Он шел по тропинке, уже не сомневаясь, что докопается до правды, найдет, кому вдруг стала поперек пути Аня… Он отомстит за нее, если уж не сумел, не смог прикрыть.

…Увидев дядьку Андрея – Викиного постояльца, который шел вдоль оград по направлению к Жужлице, Павлик хотел перейти через дорогу, чтобы не встретиться с ним.

Но в последний момент передумал. И встретился с ним против ограды молочницы Васильевны.

Баптист изменился за эту ночь. Павлик хорошо запомнил его тяжеловесность. Во всем: даже в манере двигаться, во взгляде, в выражении лица… И потому особенно заметна была суетливость, что появилась теперь в движениях да и во всей фигуре Викиного постояльца. Глаза его неспокойно перемещались с одного предмета на другой, не задерживаясь на них и, скорее всего, не замечая. Баптист был явно выбит из равновесия. Таинственное исчезновение облигаций, а затем неожиданное появление их в горнице напугало его, так как деревянный ящичек переместился из тайника на стол во время его отсутствия. И ему оставалось признать, что Вика была где-то здесь в то время, когда они искали ее в Вологде, что это она шарила в его комнате. Или… допустить, что в доме был кто-то другой, и готовиться к худшему.

Даже Павлика он заметил не сразу и остановился как вкопанный, туго соображая, откуда ему знаком этот мальчишка.

_ Здравствуйте, – сказал Павлик. – Вы уже съездили? – Тягостные события последних дней придали ему дерзости, которой прежде у него никогда не было. Викин постоялец вскинул брови и, прежде чем двинуться дальше, яростно матюкнулся.

Павлик проводил его удовлетворенным взглядом. Сочувствия к этому человеку у него не было.

Пока он ходил на ту сторону, пока торчал во дворе Аниного дома, прошло, оказывается, не мало времени.

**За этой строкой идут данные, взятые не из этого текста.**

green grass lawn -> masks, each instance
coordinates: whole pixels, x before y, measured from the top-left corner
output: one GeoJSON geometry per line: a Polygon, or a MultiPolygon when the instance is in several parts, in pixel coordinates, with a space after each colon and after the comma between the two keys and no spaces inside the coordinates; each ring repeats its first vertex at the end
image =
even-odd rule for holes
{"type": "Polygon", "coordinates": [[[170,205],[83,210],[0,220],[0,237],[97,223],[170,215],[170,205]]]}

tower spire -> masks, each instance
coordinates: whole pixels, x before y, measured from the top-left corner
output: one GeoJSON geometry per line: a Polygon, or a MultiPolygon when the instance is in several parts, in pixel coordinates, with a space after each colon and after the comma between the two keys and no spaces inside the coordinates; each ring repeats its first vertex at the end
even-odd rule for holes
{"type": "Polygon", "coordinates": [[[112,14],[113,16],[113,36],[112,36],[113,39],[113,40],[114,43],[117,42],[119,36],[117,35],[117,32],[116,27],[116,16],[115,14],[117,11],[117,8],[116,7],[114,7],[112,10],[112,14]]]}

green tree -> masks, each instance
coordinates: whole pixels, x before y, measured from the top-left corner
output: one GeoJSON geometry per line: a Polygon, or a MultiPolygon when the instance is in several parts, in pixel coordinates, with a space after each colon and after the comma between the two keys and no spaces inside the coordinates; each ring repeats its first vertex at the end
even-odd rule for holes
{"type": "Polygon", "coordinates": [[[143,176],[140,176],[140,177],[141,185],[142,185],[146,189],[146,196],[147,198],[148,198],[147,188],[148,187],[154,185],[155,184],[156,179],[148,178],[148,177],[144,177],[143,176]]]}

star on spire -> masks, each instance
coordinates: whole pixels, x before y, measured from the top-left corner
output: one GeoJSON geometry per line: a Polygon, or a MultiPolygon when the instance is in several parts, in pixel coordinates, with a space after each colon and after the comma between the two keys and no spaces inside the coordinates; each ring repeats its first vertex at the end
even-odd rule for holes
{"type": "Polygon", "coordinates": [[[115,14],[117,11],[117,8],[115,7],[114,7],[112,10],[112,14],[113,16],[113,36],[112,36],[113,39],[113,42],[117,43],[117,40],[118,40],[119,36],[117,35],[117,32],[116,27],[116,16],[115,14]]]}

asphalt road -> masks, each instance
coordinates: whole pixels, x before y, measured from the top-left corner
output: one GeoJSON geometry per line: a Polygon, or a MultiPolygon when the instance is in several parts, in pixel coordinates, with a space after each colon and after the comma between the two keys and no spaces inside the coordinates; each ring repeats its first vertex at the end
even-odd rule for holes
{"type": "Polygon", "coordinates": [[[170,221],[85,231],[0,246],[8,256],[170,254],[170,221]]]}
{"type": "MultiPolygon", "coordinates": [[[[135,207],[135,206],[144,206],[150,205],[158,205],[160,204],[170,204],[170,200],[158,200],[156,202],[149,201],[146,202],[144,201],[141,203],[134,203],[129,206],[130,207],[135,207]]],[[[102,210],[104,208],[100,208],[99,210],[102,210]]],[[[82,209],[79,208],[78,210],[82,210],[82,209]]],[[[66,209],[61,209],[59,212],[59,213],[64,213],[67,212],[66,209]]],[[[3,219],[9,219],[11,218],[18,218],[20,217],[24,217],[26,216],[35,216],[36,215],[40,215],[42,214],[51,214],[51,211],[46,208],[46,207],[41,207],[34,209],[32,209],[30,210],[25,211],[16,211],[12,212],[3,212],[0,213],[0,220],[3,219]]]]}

Толпа на мосте ночного происшествия исчезла, а за открытыми настежь воротами стояла машина Мелентьевых. Вернулись хозяева гаража, где на свою беду прятался Илькин брат.

На крыльцо дома сторожа Кузьмича вышла его жена Фаина в обществе Николая Романовича. Павлик замедлил шаги, двигаясь вдоль ограды.

Николай Романович и жена сторожа остановились в калитке.

– С собой ты ничего не брала? – спросил Николай Романович.

– Нет, нет же! Оставь ты, ради бога, еще про это! Не хватает бед на мою голову!

– Ну, что ты так убиваешься… очень уж? – успокаивающе проговорил Николай Романович. Жена Кузьмича плакала.

– Он столько для меня сделал! Я училась за его счет! Неблагодарная я…

– Дура… – как-то вяло, нехотя подытожил Николай Романович и, увидев Павлика, попытался удержать свою собеседницу от высказываний.

Но та не заметила его усилий.

– Это ты! Ты во всем виноват!

– А почему я? – поглядывая на Павлика, миролюбиво уточнил Николай Романович. – Что, я с ним до самого дома, как с ребенком, нянчиться должен был?..

– Когда тебе хотелось, нянчился! Когда ты выгоду имел! Водочкой обхаживал! Ты и теперь о себе волнуешься, не обо мне!

Николай Романович был одет по-вчерашнему. Только в новом, цветастом галстуке и в свежей, кремового цвета сорочке. А жена Кузьмича вышла опять в пуховом платке. Но платок впервые был не на плечах, а на голове у нее, причем низко надвинутый до бровей и одним концом туго обмотанный вокруг шеи, отчего голова Фаины сразу стала по-девчоночьи маленькой, аккуратненькой, а сама она выглядела еще более несчастной.

Позже Павлик припомнит весь этот разговор. А сейчас он не придал ему никакого значения. Только удивился: почему они на «ты» друг с другом?

Загрузка...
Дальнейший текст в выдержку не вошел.